KLCI support at 1700 but weaker RM continues

KLCI should find a strong support at 1700 as it has corrected closed to 10% from its recent high. Oil prices affecting confident level of our budget and economy will continue. However, as OPEC made statement that crude at USD 60 a barrel is their will. We don’t expect oil crisis will further dampen the market. In fact is a known issue where Malaysia is still biting the bullet during the change process of over dependant to oil prices.

However, we believe RM will continue to stay weak due to the room to raise rate may minimized by GST application starting in April. Slow retail confidence will cause BNM to reluctant adjusting its OPR. We may still see an interest rate increase to calm inflation and stabilizing RM. But we only expect 25 basis points in 2015 with a max of 50 basis points.

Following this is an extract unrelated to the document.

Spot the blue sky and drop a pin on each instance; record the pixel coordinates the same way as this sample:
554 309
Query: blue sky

The sudden drop of KLCI due to oil prices tumbled is not within our expectation. Indeed, we still cautiously positive about the market especially our top picks. We will continue nibbling if market correct further. But due to RM exchange disadvantages, we will temp reduce investment in overseas especially HKD, SGD and USD related.

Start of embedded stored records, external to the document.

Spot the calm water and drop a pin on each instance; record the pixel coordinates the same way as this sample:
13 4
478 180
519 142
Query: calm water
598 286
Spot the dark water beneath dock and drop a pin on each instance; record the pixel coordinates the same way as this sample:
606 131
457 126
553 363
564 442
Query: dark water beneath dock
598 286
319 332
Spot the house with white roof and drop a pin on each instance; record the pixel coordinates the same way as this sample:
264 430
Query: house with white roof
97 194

We will still buy AUD due to its weakness in parallel to RM but with slower momentum. We will buy more Gold at this level. Nothing to be too worry as our cycle investment again creating a rotating opportunity for our own self to continue buy cheap and potentially profit from it.

We started bargain hunting again at 1740 level

We don’t like KLCI component stocks as many oil related companies are over rated years back.

But we do like our top picks and we added Paramount & L&G.  But we think Gadang and ARREIT have been beaten down unfairly.  We have bought both and re entering Gadang due to its bargain valuation.

Crude Oil trading below USD 65 the culprint of KLCI tumbled

Probably the worry is the budget was base on higher oil price perhaps around USD 90 – 100. Dropping oil price means we may short of budget plus weakening RM may dampen surplus.

We believe logically there are certain impacts but also may come back with certain advantages. Businesses may grow further due to lowering cost contribute back to the pool of taxes. As long as crude oil trade above USD 60. We do not see any major issue but if continue to drop below USD 60 may trigger threats. But OPEC will also wont allow oil price to continue drop to below USD 50 which is a level unseen for many years.

We don’t foresee a huge issue but start to remain cautious on oil. But we may take opportunity to buy into our top picks or heavily beaten down stocks.